Luís de Camões estudou em Coimbra, no
mosteiro de Santa Cruz, onde teria tido como mestre de Cultura e Línguas
Clássicas um tio monge célebre. O poeta sempre refere em sua lírica que passou
muito tempo nas margens de Mondego. Não existe nenhuma prova que ele tenha
ingressado na recente universidade desta cidade já que, por questão e
conveniência familiar, não teria nisso vantagem. Ademais o famoso mosteiro de
Santa Cruz, nessa altura, era mais prestigiado que a própria Universidade.

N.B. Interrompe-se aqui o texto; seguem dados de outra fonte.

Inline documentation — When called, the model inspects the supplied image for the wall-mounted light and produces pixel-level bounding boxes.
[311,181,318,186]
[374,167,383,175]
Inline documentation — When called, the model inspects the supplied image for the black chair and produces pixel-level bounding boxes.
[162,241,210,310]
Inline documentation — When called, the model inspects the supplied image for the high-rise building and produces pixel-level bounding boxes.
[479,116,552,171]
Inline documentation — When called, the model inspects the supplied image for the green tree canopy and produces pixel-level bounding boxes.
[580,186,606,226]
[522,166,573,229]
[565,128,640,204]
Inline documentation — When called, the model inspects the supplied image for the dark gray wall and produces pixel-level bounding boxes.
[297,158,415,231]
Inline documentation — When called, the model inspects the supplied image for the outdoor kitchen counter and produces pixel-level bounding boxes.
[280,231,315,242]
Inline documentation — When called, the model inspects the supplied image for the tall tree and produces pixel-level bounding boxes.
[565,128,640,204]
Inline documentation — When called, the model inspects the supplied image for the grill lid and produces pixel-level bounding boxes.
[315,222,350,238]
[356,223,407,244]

Viveu em Lisboa antes de 1550 e por lá
permaneceu lá pelo menos até 1553. Nesse ano, o jovem Luís foi mobilizado para
uma expedição militar, diz-se que por motivos disciplinares, a Ceuta, onde foi
ferido e perdeu um de seus olhos numa escaramuça contra os Mouros.
Quando voltou para Lisboa retomou
integralmente uma vida boémia. Assume-se aí como um homem dedicado à arte de
escrever, nomeadamente em Poesia. Desde sempre identifica-se como um ser humano
com uma maneira despreocupada, sarcástica e irónica, vivendo apenas desse
estilo de vida boémia dominantemente desregrada. A partir de meados dos anos
cinquenta, divide-se entre as suas amantes nobres e também plebeias.

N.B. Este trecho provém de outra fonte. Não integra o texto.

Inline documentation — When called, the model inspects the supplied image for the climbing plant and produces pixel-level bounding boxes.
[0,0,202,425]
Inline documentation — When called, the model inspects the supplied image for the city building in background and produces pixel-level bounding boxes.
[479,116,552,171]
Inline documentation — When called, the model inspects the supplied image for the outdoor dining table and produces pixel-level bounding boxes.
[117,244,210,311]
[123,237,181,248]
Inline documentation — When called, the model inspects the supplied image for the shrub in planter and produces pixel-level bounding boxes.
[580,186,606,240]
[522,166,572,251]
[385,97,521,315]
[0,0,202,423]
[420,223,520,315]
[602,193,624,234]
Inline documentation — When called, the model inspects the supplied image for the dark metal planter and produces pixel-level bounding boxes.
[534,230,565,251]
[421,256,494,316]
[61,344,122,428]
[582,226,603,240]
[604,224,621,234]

Envolvendo-se amiudadamente em rixas e brigas, devido quase sempre a esses
amores e paixões, teve de se confrontar frequentemente com a justiça lisboeta
da época.
Numa dessas brigas, fere gravemente
Gonçalves Borges, um dos servos do Paço e é definitivamente preso. Só consegue
a liberdade com a promessa de embarcar de imediato para a Índia. Durante mais
três anos de sua vida foi soldado de baixa patente e participou em expedições
militares.
Luís de Camões também passou algum tempo
na cidade de Macau, onde terá desempenhado a função de provedor de bens de ausentes e defuntos.

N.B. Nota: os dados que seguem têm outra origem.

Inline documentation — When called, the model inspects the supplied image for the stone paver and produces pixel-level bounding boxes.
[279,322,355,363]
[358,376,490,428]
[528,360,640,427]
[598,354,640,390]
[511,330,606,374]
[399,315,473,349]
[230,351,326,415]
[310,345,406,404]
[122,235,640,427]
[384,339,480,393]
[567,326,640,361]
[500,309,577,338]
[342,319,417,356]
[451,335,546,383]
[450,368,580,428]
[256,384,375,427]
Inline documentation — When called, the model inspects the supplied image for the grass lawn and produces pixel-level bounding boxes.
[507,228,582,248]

Na viagem de volta a Goa naufragou e
perdeu quase todos os seus pertences conseguindo somente salvar os manuscritos
de “Os Lusíadas“, que veio a ser publicado apenas em 1572, depois de ter
regressado Lisboa.
Apesar de receber cerca de 40 réis por
dia, “em respeito aos serviços prestados na Índia e pela suficiência que
mostrou no livro sobre as coisas de tal lugar”, viveu ainda alguns anos em
grande pobreza e privações. Morre em Junho de 1580, no dia 10.
Algum tempo mais tarde, Dom Gonçalo
Coutinho manda gravar uma lápide em sua homenagem, que diz: “Aqui jaz Luís Vaz
de Camões, Príncipe dos Poetas de seu tempo. Viveu miseravelmente, e assim
morreu”.
As obras de Camões só foram reconhecidas
verdadeiramente depois da sua morte, sendo ele desde sempre até hoje
considerado o maior poeta português de todos os tempos, nomeadamente na arte
dos Sonetos e na universal Odisseia de OS LUSÍADAS.
DOIS
SONETOS DE CAMÕES
Alma minha
gentil, que te partiste
Tão cedo
desta vida, descontente,
Repousa lá
no Céu eternamente,
E viva eu
cá na terra sempre triste.
Se lá no
assento etéreo, onde subiste,
Memória
desta vida se consente,
Não te
esqueças daquele amor ardente
Que já nos
olhos meus tão puro viste.
E se vires
que pode merecer-te
Alguma
cousa a dor que me ficou
Da mágoa,
sem remédio, de perder-te,
Roga a
Deus, que teus anos encurtou,
Que tão
cedo de cá me leve a ver-te,
Quão cedo
de meus olhos te levou.
*
Enquanto quis Fortuna que tivesse
Esperança de algum contentamento,
O gosto de um suave pensamento
Me fez que seus versos escrevesse.
Porém, temendo Amor que aviso desse
Minha escritura a algum juízo isento,
Escureceu-me o engenho co tormento,
Para que seus enganos não dissesse.
Ó vós, que Amor obriga a ser sujeitos
A diversas vontades, quando lerdes
Num breve livro casos tão diversos,
Verdades puras são, e não defeitos...
E sabei que, segundo o amor tiverdes,
Tereis o entendimento de meus versos!